CHOQUE: PROCURANDO SINAIS DE VIDA INTELIGENTE

 

Alô, alô Marciano

Aqui quem fala é da Terra

Pra variar, estamos em guerra

Você não imagina a loucura 

O ser humano tá na maior fissura 

(Rita Lee e Roberto de Carvalho)

         A canção em epígrafe poderia fazer parte da trilha sonora de mais esta viagem de Gerald Thomas ambientada nos escombros do capitalismo, onde uma mulher desesperançada com a humanidade procura contato com extraterrestres em busca de melhores dias.

O espetáculo de Thomas flui sem lógica aparente diretamente de seus pensamentos, traumas e devaneios. Apesar de ter por base o texto da norte americana Jane Wagner, são as intervenções criadas por ele que dão o colorido à montagem, resultando necessariamente caótica e sem agradar boa parte do público.

Como em todo espetáculo de Thomas, a estética procura encobrir suas incontáveis divagações com a cenografia de Fernando Passetti, a bela iluminação de Wagner Pinto e a inusitada trilha sonora assinada por ele.

A sonoplastia (Marcelo Alonso Neves) deu sinal de cansaço na noite de 06/02/2026 com problemas no microfone usado pela atriz, gerando uma incômoda paralização do espetáculo por quinze minutos. Entendo como deselegante o fato que nenhuma explicação tenha sido dada ao público sobre o que ocorreu.

Danielle Winits afasta-se de seus costumeiros papeis de moça bonita e glamorosa para interpretar uma moradora de rua que vive no meio do lixo, desconcertada com a realidade e sempre à espera de um contato alienígena. Fisicamente o tipo resultante remete àquele de Meryl Streep em “Ironweed”, importante e pouco conhecido filme de Hector Babenco. A atriz é bastante esforçada e sai-se bem dessa difícil empreitada, podendo se imaginar a dificuldade em decorar o texto de Thomas.

Ao final a mulher parece encontrar um caminho para dias melhores ao se dirigir a uma nave espacial dirigida pelos alienígenas de vida inteligente. Sem querer ser irônico, essa cena me fez lembrar da cena final do filme “E.T. O Extraterrestre”. 

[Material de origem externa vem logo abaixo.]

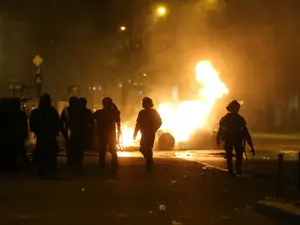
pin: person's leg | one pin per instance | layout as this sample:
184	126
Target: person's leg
239	157
228	149
147	142
113	149
102	141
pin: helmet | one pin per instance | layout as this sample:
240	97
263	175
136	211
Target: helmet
72	100
45	100
147	103
82	102
234	106
107	102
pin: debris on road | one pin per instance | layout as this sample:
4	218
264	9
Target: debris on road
176	223
206	168
162	207
225	218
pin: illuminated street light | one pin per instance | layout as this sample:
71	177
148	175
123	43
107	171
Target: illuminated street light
122	28
161	11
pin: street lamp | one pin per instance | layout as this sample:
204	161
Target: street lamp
161	11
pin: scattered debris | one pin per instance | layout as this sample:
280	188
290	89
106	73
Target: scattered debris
111	181
225	218
26	217
206	168
174	222
249	207
237	210
162	208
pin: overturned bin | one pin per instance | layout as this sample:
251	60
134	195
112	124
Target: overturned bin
166	141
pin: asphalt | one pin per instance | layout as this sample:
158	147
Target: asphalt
175	192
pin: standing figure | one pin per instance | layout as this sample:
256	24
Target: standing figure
234	132
148	122
108	129
80	123
65	130
89	124
45	124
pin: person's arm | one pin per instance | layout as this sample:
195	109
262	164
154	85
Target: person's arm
249	139
220	132
137	126
158	121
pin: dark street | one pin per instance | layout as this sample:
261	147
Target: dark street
176	192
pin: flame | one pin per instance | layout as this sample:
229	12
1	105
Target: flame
182	118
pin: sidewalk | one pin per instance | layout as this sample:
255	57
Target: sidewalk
175	192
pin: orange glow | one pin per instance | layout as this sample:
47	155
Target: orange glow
181	119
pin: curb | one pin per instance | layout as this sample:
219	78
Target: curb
286	212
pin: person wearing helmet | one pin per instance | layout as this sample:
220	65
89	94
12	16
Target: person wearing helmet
234	132
65	122
107	123
45	124
81	131
148	122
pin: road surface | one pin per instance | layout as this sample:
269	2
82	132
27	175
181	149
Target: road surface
176	192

CHOQUE está em cartaz no Teatro FAAP às sextas e sábados às 20h e os domingos às 17h até 29 de março. 

07/02/2026

sexta-feira, 6 de fevereiro de 2026

AQUI, AGORA, TODO MUNDO

 

Foto de Kim Leekyung

Existem assuntos tabus que precisam vir à baila para serem discutidos e dentro do possível serem prevenidos. A saúde mental, a depressão que vem ocorrendo entre jovens, levando muitos deles a atitudes extremas são alguns desses assuntos que em bom momento nosso teatro vem discutindo.

Depois de “O Filho” e “Etiqueta do Luto”, “Aqui, Agora, Todo Mundo” trata também desse assunto espinhoso. Enquanto nas duas primeiras o depressivo é apresentado por meio de seus familiares, na última é ele próprio que fala de seus problemas.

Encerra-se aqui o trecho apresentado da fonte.